In Season Two of the series, it is as though some stage hand gently tapped Piven on the shoulder and begged him to tone it down just a tad. As though the show's creators knew that they needed to freshen things up from the super-soapy first series, the second season jumps forward five years. It is now 1914, and Selfridges, the department store, is thriving. Harry Gordon Selfridge's wife Rose (Frances O'Connor) has returned from America, where apparently she had fled for a few years because she was tired of his philandering. They both return to their marriage with a new attitude. Harry's is to give Rose puppy eyes in every other scene and say adoringly, "I love you, Rose..." while Rose, shirks him and goes partying with her new racy friend Delphine Day (Polly Walker).
Meanwhile, saucy Lady Mae's (Katherine Kelly's') douchebag husband, Lord Loxley (Aidan McArdle, who seems to have picked up the art of loathsome sneering from Downton Abbey's Thomas) has returned to make his wife's life hell. Turns out the rich don't necessarily have a bottomless vat of money... except that they kind of do.

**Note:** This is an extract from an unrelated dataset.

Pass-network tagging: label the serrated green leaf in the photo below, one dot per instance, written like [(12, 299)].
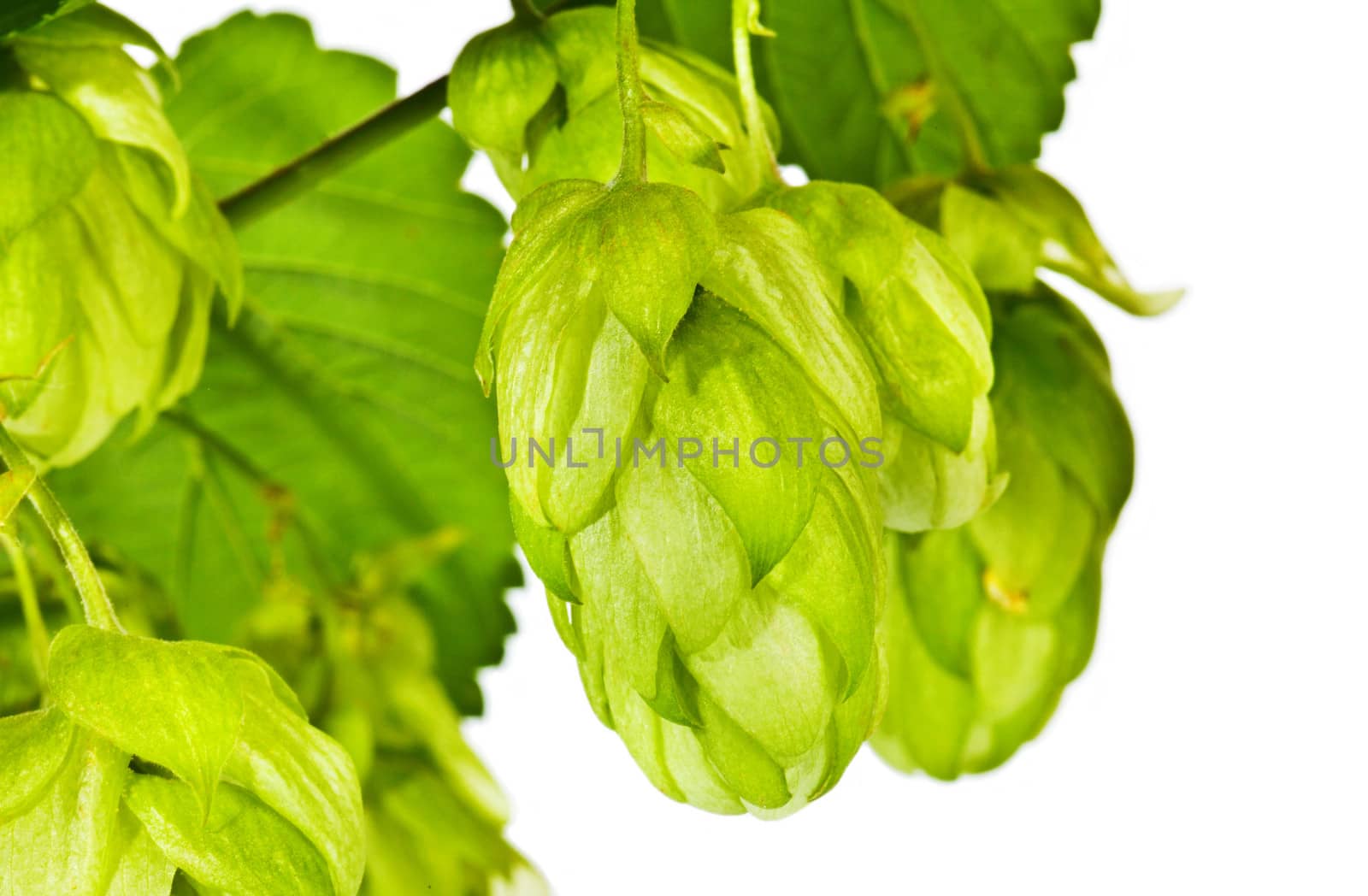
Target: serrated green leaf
[(681, 137), (178, 704), (243, 848), (339, 416)]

On a bad day, you can still wear your slumming jewels when stepping on the pride of peasants in your wake.
And lovely Agnes Towler (Aisling Loftus, the heart and soul of the show, and they know it), has returned from art school training in Paris, to return to mixed emotions about seeing Victor again. But what about that hottie Henri, who supposedly went off to America? Oh, the drama!
One of the things that bumps up the storytelling Mr. Selfridge in Season Two is the inherent drama of World War I beginning. There is a moment where young men employed at the store proudly march through the floor's displays in formation, ready to sign up to volunteer to fight. They are the pride and joy of everyone at the store, but the scene has a truly moving feeling of sadness in hindsight, knowing how bloody and awful that war was. The war also brings interesting plotlines to the mix, including what to do when a large chunk of your staff leaves to fight, how to inspire people to continue shopping, and what role that Harry Selfridge, as an American, can do to help the cause in his adopted country.
Mr. Selfridge feeds our continual pop-culture fascination with the early 1900s and the end of the Edwardian era, when war and social change forced society into a more modern era. This show in particular may not be as juicy as some other popular soaps, but in its second season, it seems to be shaking out its kinks and hitting its stride.